The ionic conductance values of cations and anions differ. Finally, the conductivity of an electrolytic solution is affected by the presence of a chemical reaction.


The principle behind this sort of titration is that conductivity measurement can determine the endpoint of the titration process. For example, in a neutralization reaction between an acid and a base, adding the base lowers the solution's conductivity at first. This is because the cationic component of the base would replace the H+ ions.
The concentration of ionic entities will increase after the equivalence point is achieved. As a result, the solution's conductance increases. When the conductance values are represented visually, two straight lines with opposite slopes will result. The equivalence point is where these two lines intersect.


The general procedure for conductometric titration of an acid with a base is as follows:

  • Dilute 10 mL of acid with roughly 100 mL of purified water.
  • The base must now be poured into a burette, and the starting volume must be recorded.
  • A conductivity cell must be put into the diluted acid solution so that both electrodes are fully immersed at this stage.
  • To obtain an initial reading, the conductivity cell can now be connected to a digital conductometer.
  • The base should be added dropwise into the acid solution. The amount of base added and the change in conductance must be recorded.
  • The solution's conductance has increased dramatically, indicating that the endpoint has been reached. After the titration's endpoint, however, a few more readings are required.
  • The observed values must now be graphically plotted. The point of intersection between the two lines can be used to determine the equivalence point.

The acid's strength may be determined using the formula
S2 = (V1S1)/10,
S2 = acid's strength
V1 = volume of base added
S1 = strength of the base
Thus, the acid (V2) has a volume of 10 ml in this case.

Conductometric Titration's Benefits and Drawbacks

The conductometric titration procedure has several advantages, which are stated below.

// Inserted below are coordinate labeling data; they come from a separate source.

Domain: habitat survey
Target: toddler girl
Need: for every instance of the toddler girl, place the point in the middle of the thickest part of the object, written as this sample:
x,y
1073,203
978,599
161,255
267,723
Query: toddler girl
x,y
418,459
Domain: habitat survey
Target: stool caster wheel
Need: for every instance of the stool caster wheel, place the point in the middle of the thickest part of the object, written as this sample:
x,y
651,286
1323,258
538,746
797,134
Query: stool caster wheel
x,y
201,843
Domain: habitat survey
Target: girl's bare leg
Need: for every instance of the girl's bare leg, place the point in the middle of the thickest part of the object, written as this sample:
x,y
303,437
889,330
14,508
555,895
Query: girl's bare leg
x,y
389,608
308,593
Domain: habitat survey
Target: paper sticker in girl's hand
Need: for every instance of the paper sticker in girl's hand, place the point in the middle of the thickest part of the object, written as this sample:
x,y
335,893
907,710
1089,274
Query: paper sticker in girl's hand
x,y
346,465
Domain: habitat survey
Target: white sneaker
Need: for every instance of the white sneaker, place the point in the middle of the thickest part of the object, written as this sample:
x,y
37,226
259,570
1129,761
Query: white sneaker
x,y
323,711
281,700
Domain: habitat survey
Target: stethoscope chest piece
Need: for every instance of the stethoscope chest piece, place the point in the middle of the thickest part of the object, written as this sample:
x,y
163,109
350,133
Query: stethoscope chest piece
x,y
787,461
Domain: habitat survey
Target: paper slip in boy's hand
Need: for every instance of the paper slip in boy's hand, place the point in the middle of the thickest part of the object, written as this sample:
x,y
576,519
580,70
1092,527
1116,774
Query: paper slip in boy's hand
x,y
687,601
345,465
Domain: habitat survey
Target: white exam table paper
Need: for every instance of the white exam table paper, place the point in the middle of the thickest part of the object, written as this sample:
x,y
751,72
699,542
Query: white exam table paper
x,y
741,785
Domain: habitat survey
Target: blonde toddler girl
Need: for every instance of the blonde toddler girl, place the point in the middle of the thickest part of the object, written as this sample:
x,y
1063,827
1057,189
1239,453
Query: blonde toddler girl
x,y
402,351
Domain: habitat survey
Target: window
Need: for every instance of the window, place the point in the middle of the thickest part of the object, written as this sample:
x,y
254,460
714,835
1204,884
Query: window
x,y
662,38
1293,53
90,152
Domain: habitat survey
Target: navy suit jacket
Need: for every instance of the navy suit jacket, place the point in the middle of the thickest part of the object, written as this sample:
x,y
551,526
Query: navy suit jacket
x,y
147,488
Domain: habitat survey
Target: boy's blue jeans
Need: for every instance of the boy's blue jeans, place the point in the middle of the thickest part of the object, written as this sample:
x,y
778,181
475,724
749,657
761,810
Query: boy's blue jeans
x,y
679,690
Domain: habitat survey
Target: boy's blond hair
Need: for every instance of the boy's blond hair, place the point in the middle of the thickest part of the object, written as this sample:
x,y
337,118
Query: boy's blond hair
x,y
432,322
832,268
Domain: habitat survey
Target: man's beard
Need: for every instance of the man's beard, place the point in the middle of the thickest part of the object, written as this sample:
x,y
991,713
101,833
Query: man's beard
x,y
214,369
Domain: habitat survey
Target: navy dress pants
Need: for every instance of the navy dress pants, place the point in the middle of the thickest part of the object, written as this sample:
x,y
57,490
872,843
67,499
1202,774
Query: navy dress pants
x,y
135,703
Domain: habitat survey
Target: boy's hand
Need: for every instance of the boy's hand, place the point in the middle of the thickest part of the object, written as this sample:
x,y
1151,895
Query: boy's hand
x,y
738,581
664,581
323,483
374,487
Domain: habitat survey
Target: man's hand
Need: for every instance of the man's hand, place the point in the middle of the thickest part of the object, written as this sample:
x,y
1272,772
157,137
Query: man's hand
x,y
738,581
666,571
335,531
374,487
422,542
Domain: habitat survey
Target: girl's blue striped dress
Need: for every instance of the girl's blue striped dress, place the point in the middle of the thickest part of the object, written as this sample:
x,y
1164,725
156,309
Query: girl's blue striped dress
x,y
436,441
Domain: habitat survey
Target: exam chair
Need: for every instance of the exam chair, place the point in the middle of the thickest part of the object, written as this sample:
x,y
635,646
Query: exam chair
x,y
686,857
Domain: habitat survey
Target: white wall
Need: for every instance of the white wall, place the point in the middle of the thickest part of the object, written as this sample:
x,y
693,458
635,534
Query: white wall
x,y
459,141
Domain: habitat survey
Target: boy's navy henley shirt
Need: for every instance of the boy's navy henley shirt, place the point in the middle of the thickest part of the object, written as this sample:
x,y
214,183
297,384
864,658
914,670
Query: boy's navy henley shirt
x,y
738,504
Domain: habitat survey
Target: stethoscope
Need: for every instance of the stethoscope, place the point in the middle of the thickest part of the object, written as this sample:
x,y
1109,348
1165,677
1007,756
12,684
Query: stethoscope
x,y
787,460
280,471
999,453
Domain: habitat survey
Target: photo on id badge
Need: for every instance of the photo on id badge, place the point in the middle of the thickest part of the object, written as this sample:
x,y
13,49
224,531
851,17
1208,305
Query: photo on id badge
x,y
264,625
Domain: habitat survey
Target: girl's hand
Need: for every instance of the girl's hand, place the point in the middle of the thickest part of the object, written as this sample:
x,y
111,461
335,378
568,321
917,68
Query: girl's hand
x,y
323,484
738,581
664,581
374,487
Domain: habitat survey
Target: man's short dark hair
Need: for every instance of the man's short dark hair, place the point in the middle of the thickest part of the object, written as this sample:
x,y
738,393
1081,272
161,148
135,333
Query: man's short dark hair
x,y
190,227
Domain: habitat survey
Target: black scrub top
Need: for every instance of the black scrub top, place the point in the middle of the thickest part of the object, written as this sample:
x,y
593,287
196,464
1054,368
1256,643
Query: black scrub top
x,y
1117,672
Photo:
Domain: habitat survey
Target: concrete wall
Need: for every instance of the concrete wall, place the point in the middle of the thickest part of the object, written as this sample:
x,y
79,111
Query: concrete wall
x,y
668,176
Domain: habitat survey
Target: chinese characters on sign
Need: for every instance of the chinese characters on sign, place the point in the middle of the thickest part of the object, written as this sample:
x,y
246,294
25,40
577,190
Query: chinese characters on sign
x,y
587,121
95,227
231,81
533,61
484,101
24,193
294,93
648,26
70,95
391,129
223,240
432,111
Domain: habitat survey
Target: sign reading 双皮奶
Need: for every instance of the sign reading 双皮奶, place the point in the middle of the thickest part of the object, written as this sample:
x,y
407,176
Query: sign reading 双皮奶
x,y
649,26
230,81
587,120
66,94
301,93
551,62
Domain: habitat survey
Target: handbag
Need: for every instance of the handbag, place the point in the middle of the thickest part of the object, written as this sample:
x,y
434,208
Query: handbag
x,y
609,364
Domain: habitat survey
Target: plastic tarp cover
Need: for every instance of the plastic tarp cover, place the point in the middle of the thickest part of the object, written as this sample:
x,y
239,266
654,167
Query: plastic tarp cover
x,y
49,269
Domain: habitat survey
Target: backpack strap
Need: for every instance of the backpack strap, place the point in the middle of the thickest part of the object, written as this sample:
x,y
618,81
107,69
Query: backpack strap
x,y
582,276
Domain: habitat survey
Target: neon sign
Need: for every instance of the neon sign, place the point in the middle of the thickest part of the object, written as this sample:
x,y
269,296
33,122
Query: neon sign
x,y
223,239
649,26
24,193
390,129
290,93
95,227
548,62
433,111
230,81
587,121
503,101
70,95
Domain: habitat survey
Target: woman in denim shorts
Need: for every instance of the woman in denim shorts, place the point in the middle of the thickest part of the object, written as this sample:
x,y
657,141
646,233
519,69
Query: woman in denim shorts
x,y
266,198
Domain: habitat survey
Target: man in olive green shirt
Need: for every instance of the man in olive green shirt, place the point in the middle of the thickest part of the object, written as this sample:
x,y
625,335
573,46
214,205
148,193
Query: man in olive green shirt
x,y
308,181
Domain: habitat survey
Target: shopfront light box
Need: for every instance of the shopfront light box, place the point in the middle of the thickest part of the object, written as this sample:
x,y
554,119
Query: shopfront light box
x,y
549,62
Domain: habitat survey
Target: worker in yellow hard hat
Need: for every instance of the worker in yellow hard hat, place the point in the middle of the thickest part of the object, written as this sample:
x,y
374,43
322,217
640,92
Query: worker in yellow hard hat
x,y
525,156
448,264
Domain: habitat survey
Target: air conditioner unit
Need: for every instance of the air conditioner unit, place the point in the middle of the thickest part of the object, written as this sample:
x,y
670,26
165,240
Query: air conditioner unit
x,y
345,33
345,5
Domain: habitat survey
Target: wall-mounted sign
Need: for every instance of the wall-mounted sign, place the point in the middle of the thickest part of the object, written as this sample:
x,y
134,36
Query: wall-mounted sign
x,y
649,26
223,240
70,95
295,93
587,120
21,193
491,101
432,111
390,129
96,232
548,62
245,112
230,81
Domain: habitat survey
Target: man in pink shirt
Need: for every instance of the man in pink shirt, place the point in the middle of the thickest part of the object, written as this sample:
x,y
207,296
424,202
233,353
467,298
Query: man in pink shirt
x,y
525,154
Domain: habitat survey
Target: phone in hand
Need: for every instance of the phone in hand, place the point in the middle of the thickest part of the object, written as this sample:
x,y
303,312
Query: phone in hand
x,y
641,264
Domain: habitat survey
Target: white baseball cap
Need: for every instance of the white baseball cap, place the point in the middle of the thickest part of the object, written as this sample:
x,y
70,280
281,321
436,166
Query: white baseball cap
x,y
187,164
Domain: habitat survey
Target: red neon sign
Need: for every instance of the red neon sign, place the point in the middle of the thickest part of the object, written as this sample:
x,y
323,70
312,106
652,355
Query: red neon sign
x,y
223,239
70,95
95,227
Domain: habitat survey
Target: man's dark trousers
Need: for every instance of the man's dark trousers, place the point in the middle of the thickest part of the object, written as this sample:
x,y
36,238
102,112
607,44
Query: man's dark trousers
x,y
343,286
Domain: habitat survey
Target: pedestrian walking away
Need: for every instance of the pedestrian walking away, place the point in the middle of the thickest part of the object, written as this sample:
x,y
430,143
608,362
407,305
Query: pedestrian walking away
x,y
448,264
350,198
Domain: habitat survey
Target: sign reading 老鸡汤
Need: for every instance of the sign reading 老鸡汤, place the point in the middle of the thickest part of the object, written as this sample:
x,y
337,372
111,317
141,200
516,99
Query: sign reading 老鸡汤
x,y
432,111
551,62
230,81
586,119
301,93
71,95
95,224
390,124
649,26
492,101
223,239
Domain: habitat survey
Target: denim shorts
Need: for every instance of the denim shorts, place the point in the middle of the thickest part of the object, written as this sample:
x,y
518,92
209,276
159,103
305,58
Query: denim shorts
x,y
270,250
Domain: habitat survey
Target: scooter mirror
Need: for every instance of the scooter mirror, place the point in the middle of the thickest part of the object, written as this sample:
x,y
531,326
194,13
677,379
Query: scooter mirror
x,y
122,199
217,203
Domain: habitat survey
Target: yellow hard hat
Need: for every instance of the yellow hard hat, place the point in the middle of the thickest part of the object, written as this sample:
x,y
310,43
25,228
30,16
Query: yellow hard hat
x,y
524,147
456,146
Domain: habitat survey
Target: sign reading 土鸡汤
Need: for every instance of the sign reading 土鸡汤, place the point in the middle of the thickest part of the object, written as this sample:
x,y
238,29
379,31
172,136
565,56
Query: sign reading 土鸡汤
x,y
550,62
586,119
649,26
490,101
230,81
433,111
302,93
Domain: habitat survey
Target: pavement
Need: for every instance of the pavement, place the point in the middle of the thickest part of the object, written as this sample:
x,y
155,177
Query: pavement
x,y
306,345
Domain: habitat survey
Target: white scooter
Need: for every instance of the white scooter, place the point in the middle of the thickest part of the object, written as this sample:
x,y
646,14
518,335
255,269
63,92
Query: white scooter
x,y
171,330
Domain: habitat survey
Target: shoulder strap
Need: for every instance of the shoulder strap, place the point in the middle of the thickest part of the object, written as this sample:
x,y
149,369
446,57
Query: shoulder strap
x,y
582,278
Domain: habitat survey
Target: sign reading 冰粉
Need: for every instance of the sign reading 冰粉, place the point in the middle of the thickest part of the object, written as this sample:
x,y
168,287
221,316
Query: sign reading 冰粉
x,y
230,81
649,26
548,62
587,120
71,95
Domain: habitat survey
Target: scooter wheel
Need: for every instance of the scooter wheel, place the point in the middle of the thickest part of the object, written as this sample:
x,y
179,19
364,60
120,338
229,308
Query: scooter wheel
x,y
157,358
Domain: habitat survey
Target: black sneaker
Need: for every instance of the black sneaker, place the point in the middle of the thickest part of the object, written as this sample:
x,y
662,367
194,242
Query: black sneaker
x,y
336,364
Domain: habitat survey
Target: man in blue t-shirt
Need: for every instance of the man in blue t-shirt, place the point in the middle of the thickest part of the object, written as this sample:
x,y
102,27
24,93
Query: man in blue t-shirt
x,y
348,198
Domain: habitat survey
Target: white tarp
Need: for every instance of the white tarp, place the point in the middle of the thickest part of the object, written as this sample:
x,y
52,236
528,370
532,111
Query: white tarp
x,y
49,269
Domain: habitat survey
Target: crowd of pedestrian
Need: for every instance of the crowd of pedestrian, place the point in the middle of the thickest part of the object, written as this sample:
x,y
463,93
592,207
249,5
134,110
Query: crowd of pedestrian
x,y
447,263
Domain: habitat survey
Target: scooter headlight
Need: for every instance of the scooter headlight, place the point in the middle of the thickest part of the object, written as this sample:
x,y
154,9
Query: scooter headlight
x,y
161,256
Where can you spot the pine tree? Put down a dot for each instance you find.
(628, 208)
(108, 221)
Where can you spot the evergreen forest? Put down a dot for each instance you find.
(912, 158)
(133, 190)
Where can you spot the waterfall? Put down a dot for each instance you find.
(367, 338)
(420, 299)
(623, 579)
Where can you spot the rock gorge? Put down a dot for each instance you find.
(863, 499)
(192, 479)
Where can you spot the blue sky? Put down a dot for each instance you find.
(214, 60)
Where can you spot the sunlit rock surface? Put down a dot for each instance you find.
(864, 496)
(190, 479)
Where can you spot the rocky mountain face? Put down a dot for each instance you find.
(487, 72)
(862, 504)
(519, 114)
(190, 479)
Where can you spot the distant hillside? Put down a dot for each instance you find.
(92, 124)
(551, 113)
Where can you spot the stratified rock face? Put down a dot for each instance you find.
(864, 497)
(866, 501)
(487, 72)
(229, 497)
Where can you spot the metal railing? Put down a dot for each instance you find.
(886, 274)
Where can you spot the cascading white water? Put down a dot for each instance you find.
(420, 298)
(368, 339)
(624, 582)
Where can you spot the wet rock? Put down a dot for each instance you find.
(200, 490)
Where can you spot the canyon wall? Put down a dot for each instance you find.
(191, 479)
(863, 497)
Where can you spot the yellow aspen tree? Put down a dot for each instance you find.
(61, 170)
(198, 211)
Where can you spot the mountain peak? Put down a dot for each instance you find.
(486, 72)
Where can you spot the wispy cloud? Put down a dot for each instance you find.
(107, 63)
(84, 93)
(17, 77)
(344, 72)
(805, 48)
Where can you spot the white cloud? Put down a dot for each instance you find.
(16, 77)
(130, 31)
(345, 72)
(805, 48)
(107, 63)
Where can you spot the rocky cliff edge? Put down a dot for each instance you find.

  • This method is particularly effective for titrations of dilute solutions and weak acids.
  • Compared to a few other titration methods, the endpoint of this approach is exceedingly sharp and exact.
  • This titration method is used for colorful or turbid liquids where the endpoint of the titration using standard indications is challenging to see with the naked eye.
  • Acid-base titrations, redox titrations, precipitation titrations, and complicated titrations all use conductometric titration

The following are the two significant drawbacks of this method of titration:

  • UOnly a few particular redox titrations can be performed using this method. In addition, because of the large concentration of hydronium ions in the solution, the conductivity of the solution is obscured.
  • When the electrolyte concentrations are high, the accuracy of conductometric titration is low, making the titration procedure undesirable.